Il super-emendamento al decreto sblocca cantieri «rischia di creare il caos»: aveva avvertito stamane il premier Giuseppe Conte, lanciando un appello alla Lega sull’emendamento con cui si dispone il congelamento per due anni del codice degli appalti, un nodo sul quale nel vertice di ieri sera si è consumato lo scontro tra lo stesso premier e il Carroccio. «Volendo congelare l'attuale codice degli appalti», spiega Conte, il super emendamento «propone un’improbabile reminiscenza del vecchio codice, che è ormai abrogato. Davvero ci avviamo a un caos». Mentre «siamo a pochi giorni dalla conversione, il tempo è poco», dice Conte sollecitando la Lega perchè eviti la decadenza del provvedimento, eventualità che metterebbe a rischio «anche le norme per i terremotati».

Sul decreto «la risolviamo oggi», fa sapere Matteo Salvini, che assicura di non aver «nessuna intenzione di far cadere il governo». Ma sul codice appalti insiste: «Va cambiato e azzerato - dice - noi chiediamo di rifarci alla normative europea per snellire e velocizzare». E mentre su Facebook il leader M5S, Luigi Di Maio, ribadisce che di non aver «nessuna intenzione di tornare indietro», di «riconsegnare il paese nelle mani» di chi «fa il tifo per rivedere Pd e Forza Italia», il capogruppo Cinquestelle al Senato, Stefano Patuanelli, fa sapere che sullo sblocca cantieri si sta «stiamo lavorando per trovare una quadra». E a chi gli chiede se nell’emendamento della Lega deve sparire la parola 'sospensione', Patuanelli apre: «Siccome ci sono delle modifiche strutturali al Codice che nel loro emendamento diventano una sospensione temporanea, può restare la sospensione temporanea al 2021».

Conte: non metto in discussione buona fede Lega
«Faccio un appello agli amici della Lega perché non metto in discussione la loro buonafede», dice Conte, «questo emendamentoè stato presentato adesso, dopo aver rimesso in discussione il lavoro di mesi.
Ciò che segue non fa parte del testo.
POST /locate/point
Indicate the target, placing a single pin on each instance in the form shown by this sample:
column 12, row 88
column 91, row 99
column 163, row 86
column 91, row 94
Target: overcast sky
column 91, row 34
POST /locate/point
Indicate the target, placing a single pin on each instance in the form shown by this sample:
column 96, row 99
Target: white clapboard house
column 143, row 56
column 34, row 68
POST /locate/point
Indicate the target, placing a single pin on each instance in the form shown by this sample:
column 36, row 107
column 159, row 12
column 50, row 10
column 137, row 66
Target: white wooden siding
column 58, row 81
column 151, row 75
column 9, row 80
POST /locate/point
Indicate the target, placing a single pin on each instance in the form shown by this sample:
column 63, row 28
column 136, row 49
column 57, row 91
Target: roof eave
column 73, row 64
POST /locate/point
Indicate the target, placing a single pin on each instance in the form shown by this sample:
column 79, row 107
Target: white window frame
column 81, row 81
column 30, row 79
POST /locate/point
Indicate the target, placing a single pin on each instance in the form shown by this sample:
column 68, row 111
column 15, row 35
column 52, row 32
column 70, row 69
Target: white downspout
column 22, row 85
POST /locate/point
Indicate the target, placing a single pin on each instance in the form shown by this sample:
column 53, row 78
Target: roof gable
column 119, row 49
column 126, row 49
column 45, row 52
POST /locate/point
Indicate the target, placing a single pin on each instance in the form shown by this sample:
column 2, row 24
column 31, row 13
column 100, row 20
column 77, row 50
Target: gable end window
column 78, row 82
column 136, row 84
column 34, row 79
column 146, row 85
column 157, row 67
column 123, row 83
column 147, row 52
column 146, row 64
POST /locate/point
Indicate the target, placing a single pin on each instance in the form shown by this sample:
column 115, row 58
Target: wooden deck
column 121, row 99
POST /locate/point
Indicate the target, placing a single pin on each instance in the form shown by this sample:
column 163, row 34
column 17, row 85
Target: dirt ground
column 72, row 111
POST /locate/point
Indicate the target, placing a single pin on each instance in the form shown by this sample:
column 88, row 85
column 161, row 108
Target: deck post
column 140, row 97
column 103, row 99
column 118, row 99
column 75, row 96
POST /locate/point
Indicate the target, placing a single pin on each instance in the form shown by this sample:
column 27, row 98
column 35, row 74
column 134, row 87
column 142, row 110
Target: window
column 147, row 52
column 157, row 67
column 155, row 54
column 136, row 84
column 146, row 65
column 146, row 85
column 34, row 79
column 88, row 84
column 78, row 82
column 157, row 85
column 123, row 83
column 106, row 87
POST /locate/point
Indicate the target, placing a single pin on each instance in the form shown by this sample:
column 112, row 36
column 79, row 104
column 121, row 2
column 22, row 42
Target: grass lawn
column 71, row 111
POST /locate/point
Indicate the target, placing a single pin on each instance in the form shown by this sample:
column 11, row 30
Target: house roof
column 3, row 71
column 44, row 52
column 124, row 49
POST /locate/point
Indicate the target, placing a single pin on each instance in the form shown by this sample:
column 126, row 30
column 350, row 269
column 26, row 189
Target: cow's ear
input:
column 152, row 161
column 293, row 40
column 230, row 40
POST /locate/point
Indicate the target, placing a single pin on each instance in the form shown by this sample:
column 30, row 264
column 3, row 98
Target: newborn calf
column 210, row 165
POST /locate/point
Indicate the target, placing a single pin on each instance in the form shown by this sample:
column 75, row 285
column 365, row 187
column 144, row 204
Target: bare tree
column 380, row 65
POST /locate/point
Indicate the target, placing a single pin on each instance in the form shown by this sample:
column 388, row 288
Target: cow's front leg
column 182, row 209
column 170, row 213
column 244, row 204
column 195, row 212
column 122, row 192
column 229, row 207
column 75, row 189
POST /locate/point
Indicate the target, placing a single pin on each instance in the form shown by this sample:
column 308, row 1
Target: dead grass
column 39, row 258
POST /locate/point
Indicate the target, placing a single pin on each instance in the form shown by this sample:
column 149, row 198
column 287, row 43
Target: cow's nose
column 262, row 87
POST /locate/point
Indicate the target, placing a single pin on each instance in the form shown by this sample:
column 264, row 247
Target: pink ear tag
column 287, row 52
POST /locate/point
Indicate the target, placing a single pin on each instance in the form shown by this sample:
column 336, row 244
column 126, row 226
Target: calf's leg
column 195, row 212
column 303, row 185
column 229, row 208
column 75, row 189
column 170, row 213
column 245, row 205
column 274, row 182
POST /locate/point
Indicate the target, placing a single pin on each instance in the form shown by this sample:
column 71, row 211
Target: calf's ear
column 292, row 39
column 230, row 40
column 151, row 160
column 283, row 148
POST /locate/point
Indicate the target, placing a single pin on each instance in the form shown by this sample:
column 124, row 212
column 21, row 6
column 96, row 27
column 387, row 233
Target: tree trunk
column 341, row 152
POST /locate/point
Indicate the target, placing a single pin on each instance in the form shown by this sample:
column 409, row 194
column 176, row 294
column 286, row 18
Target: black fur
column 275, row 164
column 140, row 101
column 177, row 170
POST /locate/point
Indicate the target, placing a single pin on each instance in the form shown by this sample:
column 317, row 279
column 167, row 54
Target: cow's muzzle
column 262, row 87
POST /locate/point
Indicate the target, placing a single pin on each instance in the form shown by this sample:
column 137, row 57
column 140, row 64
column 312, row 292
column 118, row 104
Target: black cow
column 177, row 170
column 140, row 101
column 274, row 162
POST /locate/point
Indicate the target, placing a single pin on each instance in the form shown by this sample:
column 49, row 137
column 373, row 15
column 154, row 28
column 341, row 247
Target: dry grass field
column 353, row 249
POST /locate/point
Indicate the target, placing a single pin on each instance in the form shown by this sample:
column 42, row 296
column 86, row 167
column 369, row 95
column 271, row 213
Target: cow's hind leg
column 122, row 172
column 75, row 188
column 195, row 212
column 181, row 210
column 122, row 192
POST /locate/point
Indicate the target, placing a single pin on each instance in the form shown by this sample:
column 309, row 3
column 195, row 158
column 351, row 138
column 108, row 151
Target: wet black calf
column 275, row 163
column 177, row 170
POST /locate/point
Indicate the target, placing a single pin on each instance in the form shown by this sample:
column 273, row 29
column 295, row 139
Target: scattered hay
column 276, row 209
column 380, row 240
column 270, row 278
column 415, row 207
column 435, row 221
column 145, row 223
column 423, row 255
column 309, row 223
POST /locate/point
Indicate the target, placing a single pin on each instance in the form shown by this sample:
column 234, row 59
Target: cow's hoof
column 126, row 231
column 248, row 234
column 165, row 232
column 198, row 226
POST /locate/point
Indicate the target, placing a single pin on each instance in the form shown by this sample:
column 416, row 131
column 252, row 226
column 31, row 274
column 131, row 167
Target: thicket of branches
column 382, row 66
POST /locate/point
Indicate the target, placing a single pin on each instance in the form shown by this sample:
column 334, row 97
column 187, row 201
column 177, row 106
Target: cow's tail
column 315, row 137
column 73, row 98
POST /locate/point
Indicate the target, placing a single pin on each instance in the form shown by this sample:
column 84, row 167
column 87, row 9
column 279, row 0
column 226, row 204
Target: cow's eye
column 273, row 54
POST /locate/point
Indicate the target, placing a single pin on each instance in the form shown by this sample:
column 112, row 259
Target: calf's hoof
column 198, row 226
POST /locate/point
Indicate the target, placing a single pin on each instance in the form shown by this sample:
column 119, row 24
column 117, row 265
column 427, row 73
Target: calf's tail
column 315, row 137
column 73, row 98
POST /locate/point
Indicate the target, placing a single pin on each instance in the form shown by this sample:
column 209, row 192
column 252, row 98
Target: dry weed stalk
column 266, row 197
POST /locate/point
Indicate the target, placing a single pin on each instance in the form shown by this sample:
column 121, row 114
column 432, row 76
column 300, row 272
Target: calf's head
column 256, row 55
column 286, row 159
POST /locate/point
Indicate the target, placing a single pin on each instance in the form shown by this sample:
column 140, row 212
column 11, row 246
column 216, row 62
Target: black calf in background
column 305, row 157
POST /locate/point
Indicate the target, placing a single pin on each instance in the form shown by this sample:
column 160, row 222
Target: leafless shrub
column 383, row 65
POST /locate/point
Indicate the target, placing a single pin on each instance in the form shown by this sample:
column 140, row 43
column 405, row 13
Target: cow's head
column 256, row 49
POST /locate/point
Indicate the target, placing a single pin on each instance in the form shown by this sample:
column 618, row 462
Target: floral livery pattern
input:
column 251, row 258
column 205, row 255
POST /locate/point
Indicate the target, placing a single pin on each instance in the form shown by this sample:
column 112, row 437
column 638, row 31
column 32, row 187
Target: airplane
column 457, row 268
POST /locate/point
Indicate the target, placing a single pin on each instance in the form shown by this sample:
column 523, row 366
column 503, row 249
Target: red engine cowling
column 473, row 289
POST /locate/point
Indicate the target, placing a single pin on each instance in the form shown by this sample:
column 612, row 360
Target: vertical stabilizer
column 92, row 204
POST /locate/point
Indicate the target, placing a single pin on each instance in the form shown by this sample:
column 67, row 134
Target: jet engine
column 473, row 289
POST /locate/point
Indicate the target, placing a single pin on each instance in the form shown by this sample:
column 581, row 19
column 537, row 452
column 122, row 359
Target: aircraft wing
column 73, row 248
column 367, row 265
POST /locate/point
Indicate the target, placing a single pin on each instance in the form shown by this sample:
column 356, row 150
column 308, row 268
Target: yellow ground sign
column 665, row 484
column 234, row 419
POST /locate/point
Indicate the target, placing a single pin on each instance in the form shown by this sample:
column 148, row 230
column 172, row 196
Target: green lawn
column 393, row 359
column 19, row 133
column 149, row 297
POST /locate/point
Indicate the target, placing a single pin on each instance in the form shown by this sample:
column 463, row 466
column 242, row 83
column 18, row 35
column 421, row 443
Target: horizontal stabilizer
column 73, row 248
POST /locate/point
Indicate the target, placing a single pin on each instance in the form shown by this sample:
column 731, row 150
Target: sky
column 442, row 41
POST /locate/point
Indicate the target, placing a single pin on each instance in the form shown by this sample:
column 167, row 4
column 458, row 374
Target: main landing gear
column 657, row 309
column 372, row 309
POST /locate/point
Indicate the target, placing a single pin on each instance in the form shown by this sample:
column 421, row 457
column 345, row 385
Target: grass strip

Questo super-emendamento ha portato altri 400 emendamenti, anche dalle opposizioni. Siamo a pochi giorni dalla conversione, dobbiamo passare alla Camera». 

Conte: rischio caos a pochi giorni dalla conversione
Durante il vertice di ieri a Palazzo Chigi, spiega ancora il premier, alla Lega «ho cercato di presentare che mancano pochissimi giorni per la conversione. Siamo al Senato, dobbiamo passare alla Camera. È un emendamento che rimette in discussione tutto un impianto a cui abbiamo lavorato con gli amici della Lega per mesi, raccogliendo tutte le istanze del mondo degli operatori, degli stakeholders». Nel corso della riunione, confida Conte, «ho cercato di capire il perché e il percome di questo super-emendamento, ma non l’ho capito. Per altro, da un punto di vista tecnico, io stesso, da 30 anni che faccio il giurista, mi rendo conto che rischia di creare il caos normativo».

Salvini: sul decreto risolviamo oggi
«A noi interessa fare ripartire il Paese con buon senso, senza impuntature, senza metterci le bandierine» dice Salvini assicurando che la quadra sullo sblocca cantieri si troverà oggi. «Siamo persone ragionevoli- dice quindi conto che entro oggi si chiuda l'accordo, perché nello sblocca cantieri ci sono i soldi per i Comuni, i soldi per i terremotati, c'è libertà di azione per le imprese».